Ubisoft workers in Paris hold strike amid company turmoil
- Stephen Totilo, author of Axios Gaming

Ghost Recon Breakpoint. Screenshot: Ubisoft
Approximately 40 workers at Ubisoft’s Paris studio gathered Friday afternoon to strike for the rest of the day, a worker who attended the meeting tells Axios.
Why it matters: It was the first labor stoppage of its kind at the embattled publisher of Assassin’s Creed and Just Dance.
- Workers began gathering in the studio’s cafeteria around 1pm for a group discussion about the state of the company, the pressures of intense development cycles, and how to coordinate actions to resist policies that can overwork developers.

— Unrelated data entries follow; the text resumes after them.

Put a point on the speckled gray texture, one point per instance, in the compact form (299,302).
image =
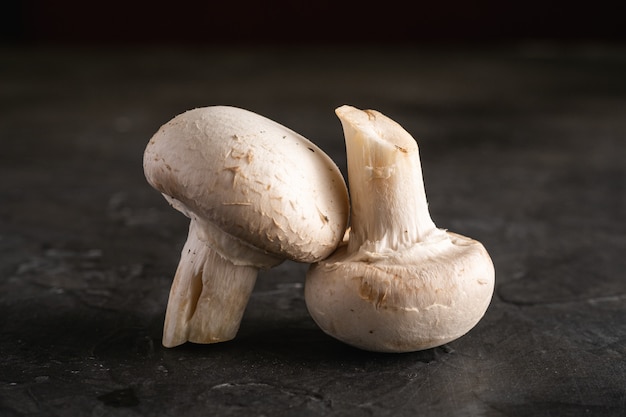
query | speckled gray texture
(522,146)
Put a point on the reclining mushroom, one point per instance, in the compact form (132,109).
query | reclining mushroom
(398,283)
(256,193)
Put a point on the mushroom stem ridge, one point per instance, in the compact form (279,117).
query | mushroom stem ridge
(389,209)
(208,296)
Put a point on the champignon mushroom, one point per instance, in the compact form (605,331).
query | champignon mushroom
(257,193)
(397,283)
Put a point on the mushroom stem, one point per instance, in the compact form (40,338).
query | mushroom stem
(389,208)
(208,296)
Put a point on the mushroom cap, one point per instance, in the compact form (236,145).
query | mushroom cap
(260,191)
(412,301)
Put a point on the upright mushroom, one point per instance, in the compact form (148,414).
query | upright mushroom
(257,193)
(398,283)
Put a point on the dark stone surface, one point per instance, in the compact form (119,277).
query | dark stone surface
(523,148)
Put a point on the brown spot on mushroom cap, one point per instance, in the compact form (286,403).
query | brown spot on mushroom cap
(219,155)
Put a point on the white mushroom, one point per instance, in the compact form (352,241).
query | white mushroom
(257,193)
(398,283)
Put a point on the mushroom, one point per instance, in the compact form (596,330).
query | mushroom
(256,193)
(397,283)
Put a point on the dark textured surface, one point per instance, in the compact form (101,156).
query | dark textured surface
(523,148)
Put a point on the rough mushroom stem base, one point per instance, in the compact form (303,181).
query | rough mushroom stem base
(208,296)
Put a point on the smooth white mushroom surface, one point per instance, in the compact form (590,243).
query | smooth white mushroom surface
(257,193)
(397,283)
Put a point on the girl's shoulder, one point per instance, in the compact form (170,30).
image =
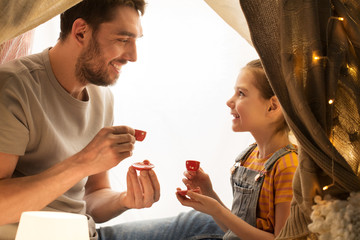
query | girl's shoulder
(287,162)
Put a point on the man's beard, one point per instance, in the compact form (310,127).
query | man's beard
(90,66)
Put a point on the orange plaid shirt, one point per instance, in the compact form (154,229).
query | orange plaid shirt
(277,186)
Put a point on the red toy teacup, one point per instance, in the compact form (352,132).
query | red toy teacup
(192,165)
(140,135)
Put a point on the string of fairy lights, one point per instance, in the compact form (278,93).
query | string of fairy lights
(331,100)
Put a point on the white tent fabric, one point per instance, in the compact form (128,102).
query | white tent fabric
(20,16)
(231,12)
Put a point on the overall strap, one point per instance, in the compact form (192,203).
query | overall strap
(246,153)
(278,154)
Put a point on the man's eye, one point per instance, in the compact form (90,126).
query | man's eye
(123,40)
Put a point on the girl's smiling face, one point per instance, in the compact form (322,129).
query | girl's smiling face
(247,105)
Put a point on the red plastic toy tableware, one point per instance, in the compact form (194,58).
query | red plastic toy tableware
(184,192)
(145,165)
(192,165)
(140,135)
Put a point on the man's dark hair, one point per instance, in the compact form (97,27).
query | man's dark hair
(95,12)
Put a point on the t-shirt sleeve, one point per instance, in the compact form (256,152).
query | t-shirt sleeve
(14,134)
(284,172)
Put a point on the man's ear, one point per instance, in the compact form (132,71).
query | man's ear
(79,31)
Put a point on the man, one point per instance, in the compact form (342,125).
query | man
(57,141)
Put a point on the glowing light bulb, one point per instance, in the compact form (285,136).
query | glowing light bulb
(328,186)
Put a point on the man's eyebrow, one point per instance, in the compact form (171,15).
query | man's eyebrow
(129,34)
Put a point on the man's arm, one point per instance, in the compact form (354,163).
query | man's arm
(109,147)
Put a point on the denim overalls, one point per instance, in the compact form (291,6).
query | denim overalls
(247,183)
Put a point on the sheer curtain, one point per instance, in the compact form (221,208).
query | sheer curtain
(310,50)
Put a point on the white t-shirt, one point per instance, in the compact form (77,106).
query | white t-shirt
(43,124)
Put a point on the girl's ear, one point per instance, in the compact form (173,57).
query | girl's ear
(274,104)
(79,31)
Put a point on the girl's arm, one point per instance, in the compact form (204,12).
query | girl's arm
(227,220)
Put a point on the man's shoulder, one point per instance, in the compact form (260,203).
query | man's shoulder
(19,71)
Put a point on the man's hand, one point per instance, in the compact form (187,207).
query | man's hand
(108,148)
(142,190)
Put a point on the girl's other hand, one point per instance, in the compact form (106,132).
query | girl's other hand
(195,179)
(200,202)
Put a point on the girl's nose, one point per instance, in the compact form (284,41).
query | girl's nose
(230,103)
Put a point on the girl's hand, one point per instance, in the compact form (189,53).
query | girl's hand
(200,203)
(199,178)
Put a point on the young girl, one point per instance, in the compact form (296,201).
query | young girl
(262,175)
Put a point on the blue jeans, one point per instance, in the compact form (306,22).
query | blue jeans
(186,226)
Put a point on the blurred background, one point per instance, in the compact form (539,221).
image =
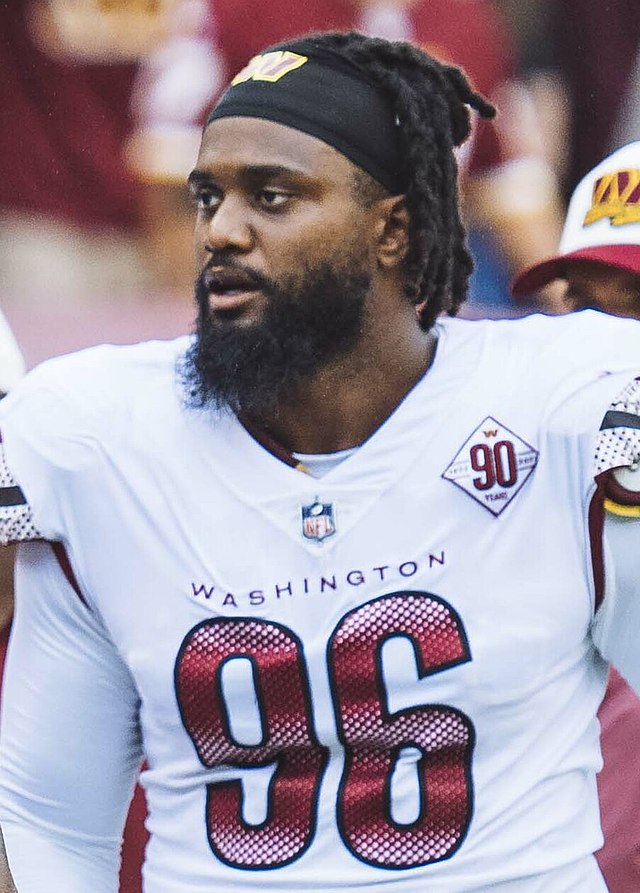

- The "main topic was mostly around 'what's next,'" the attendee who spoke anonymously for fear of retaliation said. "What will we face in the next 18-24 months will be hard."
- In a shared statement, the workers told Axios that recent development cycles for Ubisoft Paris productions, including Just Dance and Ghost Recon, had led to developer burnout.
- The attendee estimated the turnout constituted more than 15% of the development studio, where series such as Ghost Recon are developed. (It is not to be confused with Ubisoft’s nearby corporate headquarters.)
Catch-up quick: Organizers at French trade union Solidaires Informatique called for the afternoon strike this month, saying company CEO Yves Guillemot “is trying to shift the blame” for Ubisoft's financial struggles.
- Ubisoft announced on Jan. 11 that it was canceling three more games and looking for $200 million in cost reductions in the next two years.
- Guillemot also sent a memo to the company’s thousands of workers saying that “the ball is in your court” to hit deadlines and help the company turn things around.
- Guillemot later apologized to staffers for that remark, acknowledging that management was also responsible, Kotaku reported.
Between the lines: The Ubisoft Paris strike was conducted as a group strategy discussion, not a protest.
- There were no signs or chants akin to one of gaming’s few prior labor stoppages at Blizzard Entertainment in July 2021.
The bottom line: “This strike has helped build the next strikes to come,” said the attendee in Paris.
- “If Ubisoft management doesn't want to hear from us, they might understand that it's the workers who decide when games are released."
- A spokesperson for Ubisoft declined to comment on the strike.